What this means for organisations & practitioners
Given the above changes, here are practical take-aways:
- Prioritise access control and configuration hygiene. Given their top two positions, organisations should ensure robust role/permission models, server-side enforcement of access, and strongly validate configurations across environments (dev/prod, cloud/IaC).
- Treat software supply-chain risk as strategic: include dependency inventory, CI/CD pipeline integrity, third-party component validation, build-artifact signing/verifications, monitoring of upstream library welfare/backdoor issues.
- Don’t deprioritise cryptographic controls and injection prevention — they are still very high risk (#4 and #5). Ensuring the right algorithms, key-management, safe APIs, parameterised queries still matters deeply.
- Focus on exceptional-path logic: Make sure your error-handling, fail-open cases, resource exhaustion, boundary conditions are tested as aggressively as “normal usage”. The new category underscores this.
- Elevate logging & alerting to first-class citizen in detection/response strategy: Logging alone is not sufficient — you need actionable alerting and response loops.
- Embed secure design/threat modelling early: The Insecure Design category may have slipped relative to others, but it remains vital for avoiding systemic architecture weaknesses.

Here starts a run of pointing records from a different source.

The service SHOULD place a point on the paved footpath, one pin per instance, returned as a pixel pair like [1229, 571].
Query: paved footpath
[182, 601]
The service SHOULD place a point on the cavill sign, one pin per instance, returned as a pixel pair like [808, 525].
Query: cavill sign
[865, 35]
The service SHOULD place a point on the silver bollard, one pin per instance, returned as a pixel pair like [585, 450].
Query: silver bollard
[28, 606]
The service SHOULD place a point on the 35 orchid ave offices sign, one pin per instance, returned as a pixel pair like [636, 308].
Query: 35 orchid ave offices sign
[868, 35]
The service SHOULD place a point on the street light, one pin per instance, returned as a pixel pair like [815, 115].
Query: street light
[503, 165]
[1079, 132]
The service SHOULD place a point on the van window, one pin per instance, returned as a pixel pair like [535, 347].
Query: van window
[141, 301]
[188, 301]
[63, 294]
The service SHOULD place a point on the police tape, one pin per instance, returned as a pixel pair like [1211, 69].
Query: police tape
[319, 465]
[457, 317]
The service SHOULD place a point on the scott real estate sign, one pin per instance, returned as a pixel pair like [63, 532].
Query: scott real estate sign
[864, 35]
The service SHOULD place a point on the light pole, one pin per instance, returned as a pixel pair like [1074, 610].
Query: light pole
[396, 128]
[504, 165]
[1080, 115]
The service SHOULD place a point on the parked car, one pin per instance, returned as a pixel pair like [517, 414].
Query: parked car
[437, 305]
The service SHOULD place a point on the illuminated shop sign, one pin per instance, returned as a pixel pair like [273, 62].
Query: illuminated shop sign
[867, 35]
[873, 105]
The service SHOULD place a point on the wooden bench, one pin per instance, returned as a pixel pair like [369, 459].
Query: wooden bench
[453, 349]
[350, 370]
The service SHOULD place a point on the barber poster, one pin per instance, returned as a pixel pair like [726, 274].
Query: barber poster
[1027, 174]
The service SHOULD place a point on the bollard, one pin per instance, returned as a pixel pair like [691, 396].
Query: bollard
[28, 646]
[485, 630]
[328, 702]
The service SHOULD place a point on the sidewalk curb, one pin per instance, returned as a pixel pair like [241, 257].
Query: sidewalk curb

- Recognise the limits of tooling/data: Because some categories are under-represented in automated test sets, rely also on expert review and community insight. Just because you don’t find many supply-chain issues in your scans doesn’t mean they aren’t real.
- Use the Top 10 as guidance not checklist: As some commentary notes, the OWASP Top 10 should be a starting point — it doesn’t cover everything.
Conclusion
The 2025 edition of the OWASP Top 10 demonstrates a maturing in application-security thinking: while perennial risks like access control and injection remain, the emergence of supply-chain vulnerabilities, misconfigurations, exceptional condition logic and “design-time” weaknesses underscores that the defence landscape is shifting. Organisations must adapt accordingly — investing not only in code scanning but in build-pipeline controls, configuration management, design-phase security and runtime logging/alerting.